Saturday, June 20, 2015

Ongoing downtime due to server crash

At 1:07pm today, hal, our primary production server, froze. We are on-site and working to restore it. We are moving the important servers to another machine while we investigate, as hal continues to experience issues.

Update 2:07pm: Service has been restored, but we are continuing to move servers to a different machine. There will be some downtime as we continue the migration, but it will affect single services only.

Remaining to migrate: (updated 5:04pm)

  • firestorm (ldap)
  • death (www)
  • pestilence (dns, dhcp)
  • supernova (admin)
  • maelstrom (mysql)
  • tsunami (ssh)
  • anthrax (smtp)
  • sandstorm (group smtp)
  • biohazard (apphost)
  • lightning (puppet)
  • earthquake (accounts)
  • typhoon (rt)
  • blight (wiki)
  • flood (irc)
  • reaper (jenkins)
  • dev-earthquake (dev-accounts)
  • pollution (cups)

Update 5:20pm: All VMs are migrated to jaws, and all services should be restored. We'll be debugging and rebuilding hal in the near future, and will be scheduling downtime some time in the next few weeks to move VMs back. We'll post a followup here when we have a date in mind.

Sunday, June 14, 2015

Directory listings re-enabled by default June 19th

On June 19th, we will re-enable Apache directory listings by default for both virtual hosts and userdir web hosting.
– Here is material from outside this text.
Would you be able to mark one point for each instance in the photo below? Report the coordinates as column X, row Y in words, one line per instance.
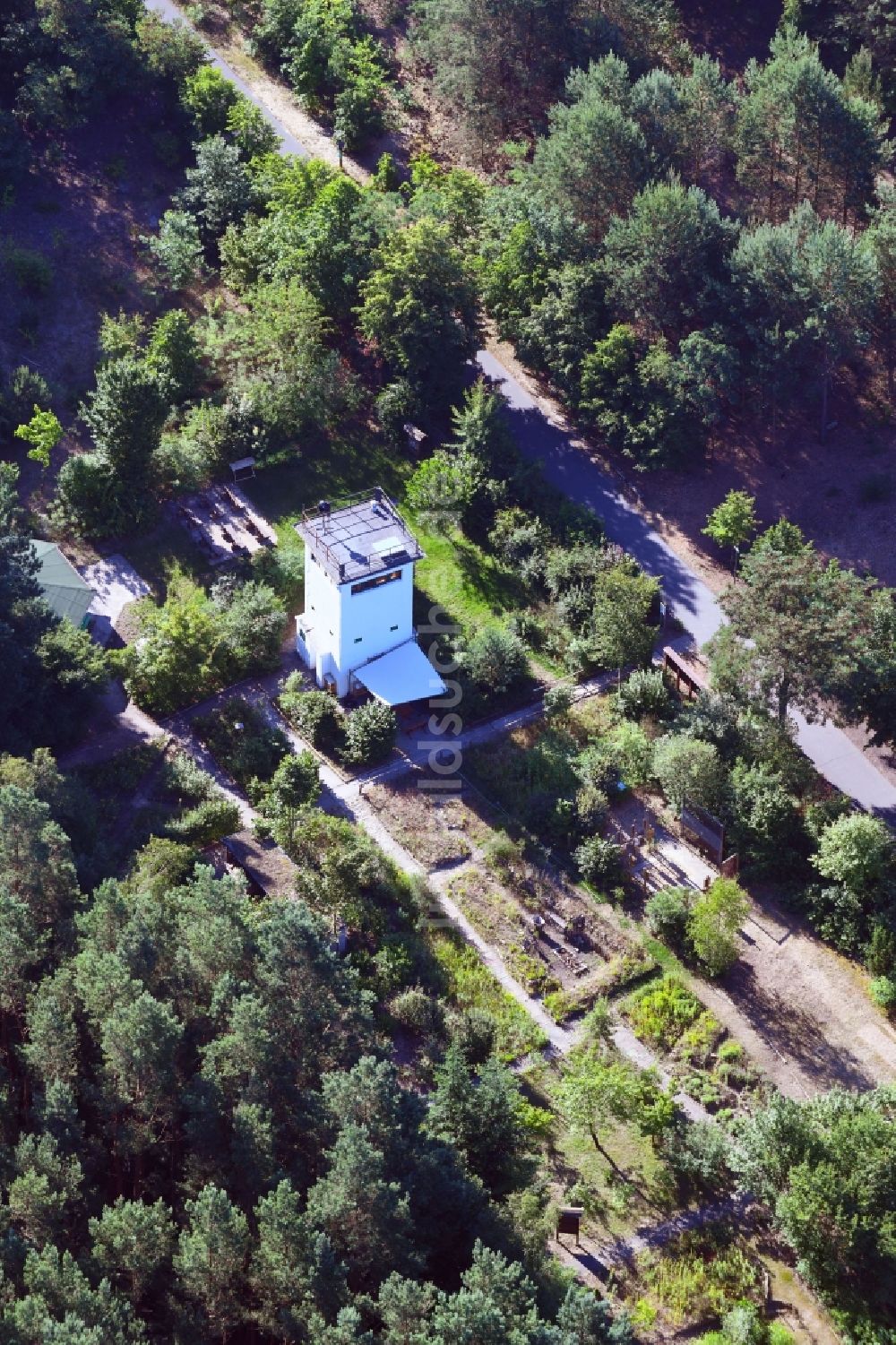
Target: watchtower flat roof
column 362, row 537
You can disable these by creating a file named .htaccess in your web root with the line "Options -Indexes".

Server maintenance 6/19

We will be updating our physical servers on Friday, June 19th around 9pm PDT. All OCF services will be affected, though we expect downtime to be less than 15 minutes.

Thursday, May 21, 2015

Mail server maintenance 5/22

Our internal mail server (anthrax) will be unavailable for about an hour tomorrow. This only affects individual accounts with email forwarding, and mail sent from the OCF. Virtual hosts with email forwarding will still work.
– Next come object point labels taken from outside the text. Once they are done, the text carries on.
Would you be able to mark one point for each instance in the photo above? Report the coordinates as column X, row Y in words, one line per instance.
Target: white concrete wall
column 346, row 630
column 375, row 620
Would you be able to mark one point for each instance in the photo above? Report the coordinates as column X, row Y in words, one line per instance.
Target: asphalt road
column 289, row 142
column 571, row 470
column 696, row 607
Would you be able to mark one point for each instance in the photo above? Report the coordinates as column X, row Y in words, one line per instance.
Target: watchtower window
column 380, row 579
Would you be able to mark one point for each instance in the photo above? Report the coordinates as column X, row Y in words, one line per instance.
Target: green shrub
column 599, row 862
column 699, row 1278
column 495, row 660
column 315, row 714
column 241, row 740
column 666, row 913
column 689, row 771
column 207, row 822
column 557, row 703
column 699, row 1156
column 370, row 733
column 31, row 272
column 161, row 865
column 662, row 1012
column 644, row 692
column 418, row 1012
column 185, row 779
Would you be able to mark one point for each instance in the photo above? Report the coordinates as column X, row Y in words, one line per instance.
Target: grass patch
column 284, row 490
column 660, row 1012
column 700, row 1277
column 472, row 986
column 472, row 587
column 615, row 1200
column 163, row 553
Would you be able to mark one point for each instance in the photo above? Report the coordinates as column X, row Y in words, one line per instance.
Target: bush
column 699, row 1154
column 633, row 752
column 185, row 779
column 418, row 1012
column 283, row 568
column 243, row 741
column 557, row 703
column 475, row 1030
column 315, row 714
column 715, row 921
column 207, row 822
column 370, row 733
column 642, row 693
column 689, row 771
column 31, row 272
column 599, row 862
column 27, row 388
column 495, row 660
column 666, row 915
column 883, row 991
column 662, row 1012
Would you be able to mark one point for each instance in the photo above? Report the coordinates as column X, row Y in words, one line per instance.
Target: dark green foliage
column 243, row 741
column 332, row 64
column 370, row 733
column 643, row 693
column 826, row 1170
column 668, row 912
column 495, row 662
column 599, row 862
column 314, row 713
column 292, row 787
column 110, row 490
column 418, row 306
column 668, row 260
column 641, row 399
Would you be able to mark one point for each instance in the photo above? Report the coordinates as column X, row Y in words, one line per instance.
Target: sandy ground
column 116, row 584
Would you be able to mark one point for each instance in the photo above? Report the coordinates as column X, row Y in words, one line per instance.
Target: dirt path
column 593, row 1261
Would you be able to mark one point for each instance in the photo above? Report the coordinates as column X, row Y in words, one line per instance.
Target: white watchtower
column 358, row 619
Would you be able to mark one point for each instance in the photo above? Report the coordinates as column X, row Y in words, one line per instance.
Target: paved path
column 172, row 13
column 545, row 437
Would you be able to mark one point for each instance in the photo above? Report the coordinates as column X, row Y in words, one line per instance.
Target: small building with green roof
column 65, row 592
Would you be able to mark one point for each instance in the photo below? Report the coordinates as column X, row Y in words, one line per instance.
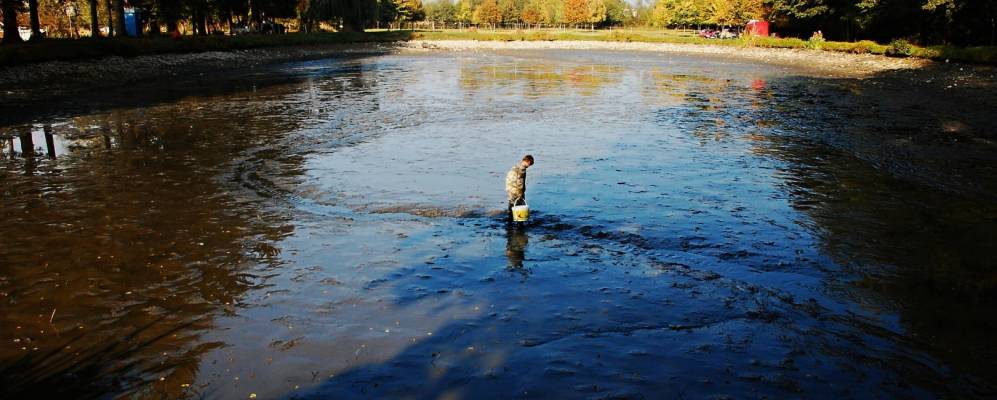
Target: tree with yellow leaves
column 487, row 13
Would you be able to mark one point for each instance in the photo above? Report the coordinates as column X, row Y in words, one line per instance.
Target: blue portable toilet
column 131, row 21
No mail will be lost; instead, it will be queued until the server is available again. At the worst, your mail may be delayed by an hour or two.

Staff alumni with Google Apps accounts won't be affected at all.
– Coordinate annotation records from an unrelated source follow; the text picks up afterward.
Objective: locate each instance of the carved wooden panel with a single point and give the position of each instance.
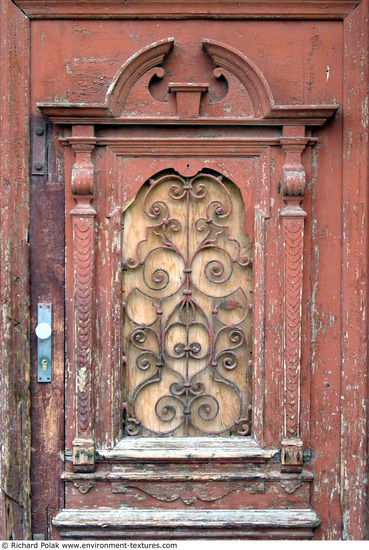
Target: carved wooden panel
(188, 309)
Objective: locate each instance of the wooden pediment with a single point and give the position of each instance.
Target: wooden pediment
(247, 97)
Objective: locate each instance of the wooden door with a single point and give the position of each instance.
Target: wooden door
(178, 207)
(168, 234)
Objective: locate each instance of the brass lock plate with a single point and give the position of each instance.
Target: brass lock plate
(44, 342)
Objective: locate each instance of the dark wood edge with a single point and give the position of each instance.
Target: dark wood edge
(192, 9)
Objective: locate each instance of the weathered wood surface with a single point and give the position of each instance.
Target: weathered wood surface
(136, 523)
(302, 61)
(227, 9)
(14, 272)
(174, 448)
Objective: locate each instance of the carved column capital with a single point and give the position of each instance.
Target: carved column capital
(293, 144)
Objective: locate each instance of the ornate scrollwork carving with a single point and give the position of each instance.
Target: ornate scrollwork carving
(293, 243)
(192, 345)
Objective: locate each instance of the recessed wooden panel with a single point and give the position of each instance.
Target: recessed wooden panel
(188, 319)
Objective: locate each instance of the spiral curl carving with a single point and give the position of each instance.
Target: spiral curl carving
(187, 337)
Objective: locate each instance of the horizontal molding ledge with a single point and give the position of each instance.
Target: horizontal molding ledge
(130, 473)
(174, 523)
(178, 147)
(191, 9)
(279, 115)
(177, 449)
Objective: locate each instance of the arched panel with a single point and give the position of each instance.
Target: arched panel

Online account tools maintenance tonight

The online account tools (used for requesting accounts, changing passwords, etc.) will be offline for about an hour tonight as we rebuild the server. No other services will be affected; you can still change your password via SSH if desired.

Wednesday, May 20, 2015

Directory listings disabled by default May 31th

On May 31th, we will disable Apache directory listings by default for both virtual hosts and userdir web hosting. You can re-enable these by creating a file named .htaccess in your web root with the line "Options +Indexes".

Tuesday, May 19, 2015

Server maintenance 5/24

We will be updating our physical servers on Sunday, May 24th around 9pm PDT. All OCF services will be affected, though we expect downtime to be less than 15 minutes.

jaws maintenance 5/20

We will be performing updates on jaws during Thursday, May 20th. jaws is a testing machine which hosts no public services, though staff VMs (and any services they provide) will be unavailable.

Saturday, May 09, 2015

Another WordPress XSS vulnerability; please update!

Another vulnerability was recently discovered in WordPress which affects a large number of OCF web hosting users. The vulnerability can potentially allow a malicious person to hijack your session and compromise your website.

All users should update immediately to the latest version of WordPress. Version 4.2.2 (i.e. the latest version) is the only version we consider safe.

Updating WordPress is extremely easy; it's just a single click after logging in to the admin panel.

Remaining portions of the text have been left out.